Teraz próg wejścia jest niski, więc w głowach potencjalnych klientów – głównie użytkowników Androida – rodzi się myśl: „a może spróbować”. Bo czymże jest te 2 tys. zł w porównaniu z 4 i więcej tysiącami za inne modele? Może w końcu stosunkowo tanim kosztem można uwolnić się od marudzącej pociechy, która chce iPhona, bo wszystkie koleżanki też mają? Założę się, że sporo osób zdecyduje się na ten model właśnie z takich powodów.

Apple czeka na nich z otwartymi ramionami i wraz z iPhone SE2 otwiera wrota do całego ekosystemu. A tam nie jest już tak tanio…

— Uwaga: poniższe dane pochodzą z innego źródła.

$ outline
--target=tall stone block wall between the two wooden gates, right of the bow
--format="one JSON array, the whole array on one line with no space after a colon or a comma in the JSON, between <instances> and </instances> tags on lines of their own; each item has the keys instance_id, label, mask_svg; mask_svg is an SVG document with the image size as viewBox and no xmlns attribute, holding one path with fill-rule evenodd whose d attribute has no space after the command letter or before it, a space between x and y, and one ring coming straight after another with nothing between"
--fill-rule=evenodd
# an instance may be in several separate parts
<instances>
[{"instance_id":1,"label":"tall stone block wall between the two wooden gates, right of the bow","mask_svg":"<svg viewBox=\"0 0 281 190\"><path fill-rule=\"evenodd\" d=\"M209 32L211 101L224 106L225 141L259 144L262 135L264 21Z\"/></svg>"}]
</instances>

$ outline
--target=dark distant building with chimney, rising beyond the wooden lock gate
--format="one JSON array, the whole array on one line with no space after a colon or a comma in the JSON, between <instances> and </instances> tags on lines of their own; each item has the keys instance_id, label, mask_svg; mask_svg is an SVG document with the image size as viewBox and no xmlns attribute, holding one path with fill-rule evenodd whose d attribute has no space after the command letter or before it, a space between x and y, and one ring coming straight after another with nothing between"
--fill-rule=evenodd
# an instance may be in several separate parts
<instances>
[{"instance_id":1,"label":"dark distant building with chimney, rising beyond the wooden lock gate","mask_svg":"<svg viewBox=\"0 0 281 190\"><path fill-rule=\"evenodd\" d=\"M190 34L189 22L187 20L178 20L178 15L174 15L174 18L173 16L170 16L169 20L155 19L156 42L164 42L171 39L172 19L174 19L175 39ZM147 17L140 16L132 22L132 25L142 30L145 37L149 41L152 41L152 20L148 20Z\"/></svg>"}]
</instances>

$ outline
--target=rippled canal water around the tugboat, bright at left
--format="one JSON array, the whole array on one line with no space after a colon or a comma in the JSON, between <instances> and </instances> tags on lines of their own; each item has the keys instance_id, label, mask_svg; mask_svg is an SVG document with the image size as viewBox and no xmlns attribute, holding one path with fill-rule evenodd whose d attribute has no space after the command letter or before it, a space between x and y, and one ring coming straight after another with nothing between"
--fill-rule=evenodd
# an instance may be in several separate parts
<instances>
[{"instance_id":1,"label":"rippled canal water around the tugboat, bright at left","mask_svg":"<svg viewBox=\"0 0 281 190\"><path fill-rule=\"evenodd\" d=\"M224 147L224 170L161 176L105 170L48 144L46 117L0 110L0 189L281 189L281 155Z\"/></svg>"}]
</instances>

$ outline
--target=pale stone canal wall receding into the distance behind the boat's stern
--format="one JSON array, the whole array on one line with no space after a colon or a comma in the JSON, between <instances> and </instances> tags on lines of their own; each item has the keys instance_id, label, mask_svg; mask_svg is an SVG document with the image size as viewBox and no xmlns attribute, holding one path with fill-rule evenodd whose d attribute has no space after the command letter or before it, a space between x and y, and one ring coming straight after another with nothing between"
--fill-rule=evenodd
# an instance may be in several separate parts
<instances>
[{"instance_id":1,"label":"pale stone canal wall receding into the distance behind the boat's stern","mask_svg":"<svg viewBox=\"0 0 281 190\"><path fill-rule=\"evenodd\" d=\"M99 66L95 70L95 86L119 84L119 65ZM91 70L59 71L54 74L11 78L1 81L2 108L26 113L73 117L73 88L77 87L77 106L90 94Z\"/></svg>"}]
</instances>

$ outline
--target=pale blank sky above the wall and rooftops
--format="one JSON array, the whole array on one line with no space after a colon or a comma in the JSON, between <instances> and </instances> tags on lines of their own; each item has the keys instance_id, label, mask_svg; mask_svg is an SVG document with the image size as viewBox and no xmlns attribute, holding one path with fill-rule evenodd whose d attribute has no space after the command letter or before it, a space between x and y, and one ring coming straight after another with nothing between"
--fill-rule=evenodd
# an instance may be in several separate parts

Drugą sprawą jest wiek klientów. Bo prócz młodych, użytkownikami iPhonów jest całą masa osób starszych. Takich, które nie gonią wcale za bezbramkowymi konstrukcjami, pięcioma aparatami i Bóg wie jeszcze czym, tylko takich, które wciąż używają telefonu głównie do dzwonienia, zdjęcia robią na urodzinach wnuka, a zamiast przesiadywać całymi dniami w Internecie, wolą wyjść do parku. Oni zostali przez Appla porzuceni po modelu 8, X i kolejne modele były już raczej nie dla nich (z wyjątkiem SE). SE2 jest nowością, którą doskonale znają i z którą poczują się jak w domu.

Reklama

Trzecią i najważniejszą sprawą jest to, że SE2 na swój „oldskulowy” sposób jest po prostu niezłym telefonem. Jest mały, cieniutki i doskonale leży w dłoni – w dzisiejszych czasach to prawdziwy rodzynek (138.4 x 67.3 x 7.3 mm). Jasne, przy takich wymiarach nowoczesne konstrukcje pomieściłyby większy ekran, ale z tego o przekątnej 4,7 cala też można bezproblemowo korzystać. W dodatku absolutnie wszystko załatwicie na nim jedną ręką. Jego niewielkie rozmiary tuszują też jego jakość – to panel IPS TFT, 326 ppi, ale korzysta się z niego bardzo dobrze, nieźle wypada nawet czytelność w pełnym słońcu.

iPhone SE2 / dziennik.pl
Reklama

Czytnik linii papilarnych jest zatopiony w touch ID położonym poniżej ekranu, działa bardzo szybko, bezbłędnie i bardzo się z nim polubiłem. Fajnym dodatkiem jest też fizyczny przycisk do wyciszania dźwięku położony na lewym boku, tuż nad przyciskami do regulacji głośności. Przycisk do włączania i tackę na kartę SIM mamy na boku prawym, na dole zaś samotne USB-C. Wejścia na słuchawki brak. Są za to głośniki stereo, które grają doskonale jak na tak małe urządzenie – czysto, donośnie i głęboko. Tył to tafla szkła z wystającym oczkiem aparatu. Telefon jest wodo i pyło szczelny, spełnia normę IP67.

iPhone SE2 / dziennik.pl
iPhone SE2 / dziennik.pl

Do działania iPhona SE2 nie można mieć najmniejszych zastrzeżeń. Najnowszy procesor Appla A13 Bionic zapewnia fantastyczną moc obliczeniową i doskonałą wydajność. Animacje są płynne, zacięć brak a zakładki mimo tylko 3 GB RAM bardzo długo trzymane są w pamięci. Zadowoleni będą starsi, ale też i młodsi użytkownicy, bo gry nie są dla naszego malucha żadnym wyzwaniem.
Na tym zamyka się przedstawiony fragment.